Hybrid: RAG + Fine-Tuning

The best production systems often combine both:

# Fine-tuned model handles format/style
# RAG provides current knowledge

from openai import OpenAI

client = OpenAI()

def hybrid_query(question: str, vectorstore) -> str:
    # Step 1: Retrieve relevant context (RAG)
    docs = vectorstore.similarity_search(question, k=4)
    context = "\n\n".join([doc.page_content for doc in docs])
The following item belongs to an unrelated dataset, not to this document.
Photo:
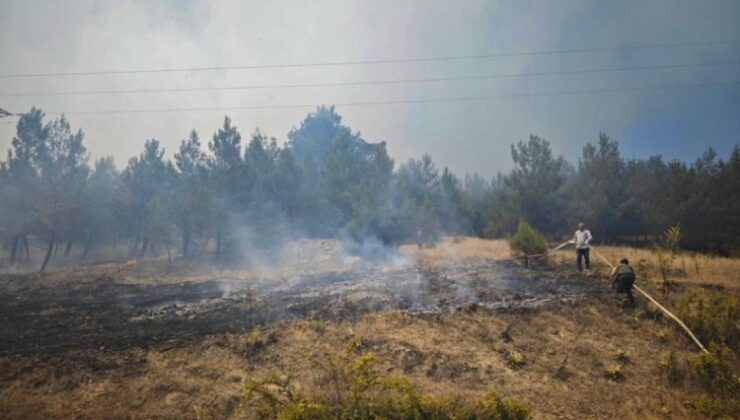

    # Step 2: Use fine-tuned model with retrieved context
    response = client.chat.completions.create(
        model="ft:gpt-4o-mini:your-org:your-model-id",  # fine-tuned model
        messages=[
            {
                "role": "system",
                "content": "You are Acme Corp's support agent. Use the provided context to answer questions. Always cite the source document."
            },
            {
                "role": "user",
                "content": f"Context:\n{context}\n\nQuestion: {question}"
            }
        ],
        temperature=0,
    )

    return response.choices[0].message.content

Decision Framework

Use these questions to pick the right approach:

  1. Does your knowledge change more than monthly? Yes → RAG. No → fine-tuning might work.
  2. Do you need source citations? Yes → RAG. No → either works.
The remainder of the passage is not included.